On Mon, Jul 22, 2019 at 7:13 PM Lassi Kortela <xxxxxx@lassi.io> wrote:

are there other differences
between interned and uninterned symbols than comparing inequal even if
they have the same name?

That's about it, since a Scheme symbol has no properties except its name.  You can more or less simulate uninterned symbols with ordinary symbols whose names are UUIDs <https://en.wikipedia.org/wiki/Universally_unique_identifier>.  The chance of reusing a UUID accidentally is close enough to zero, since there are 2^128 of them available.
Would uninterned symbols have other uses
besides gensyms in Scheme?

Not really.  I worked out how CL-style packages and fancy symbols (with plists and all) could be done in Scheme, but only at runtime, and CL people told me that essentially nobody uses packages as runtime objects.  It turns out that there's a mapping between Scheme libraries and the compile-time use of CL packages:  see the final section of <https://bitbucket.org/cowan/r7rs-wg1-infra/src/default/CL-R.md>, a dialect of CL that I came up with.

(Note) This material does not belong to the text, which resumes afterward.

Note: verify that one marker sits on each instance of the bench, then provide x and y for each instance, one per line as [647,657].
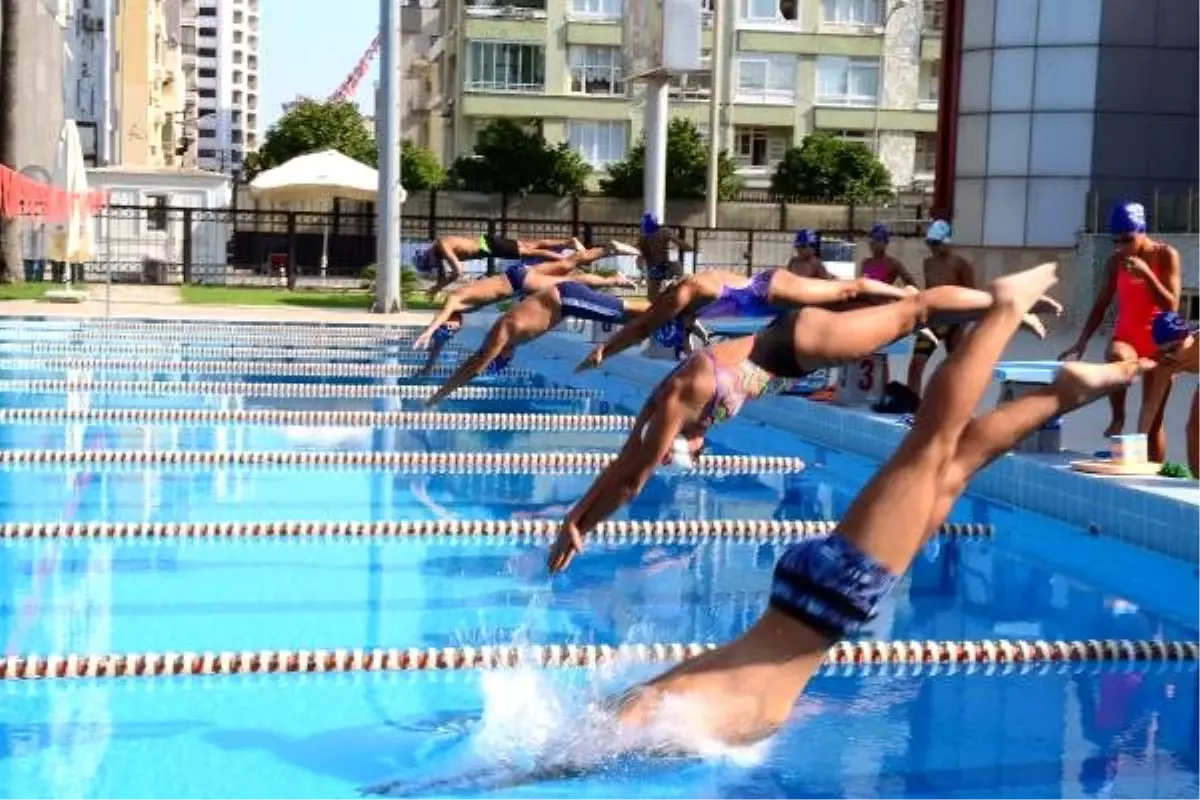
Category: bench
[1018,378]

This is true - every now and then, someone says they dislike the #:foo
syntax on aesthetic grounds. I also prefer :foo for the same reasons as
you. Slowly getting used to #:foo.

People *always* dislike lexical syntax they haven't seen before.
Finally, perhaps the strongest argument for :foo keywords is that the
major Lisp dialects except Scheme have that syntax.

As I mentioned before, the foo: syntax comes from DSSSL.  There's a list of differences between DSSSL and R4RS at <https://bitbucket.org/cowan/r7rs-wg1-infra/src/default/DSSSLVsScheme.md>.

John Cowan          http://vrici.lojban.org/~cowan        xxxxxx@ccil.org
Even the best of friends cannot attend each others' funeral.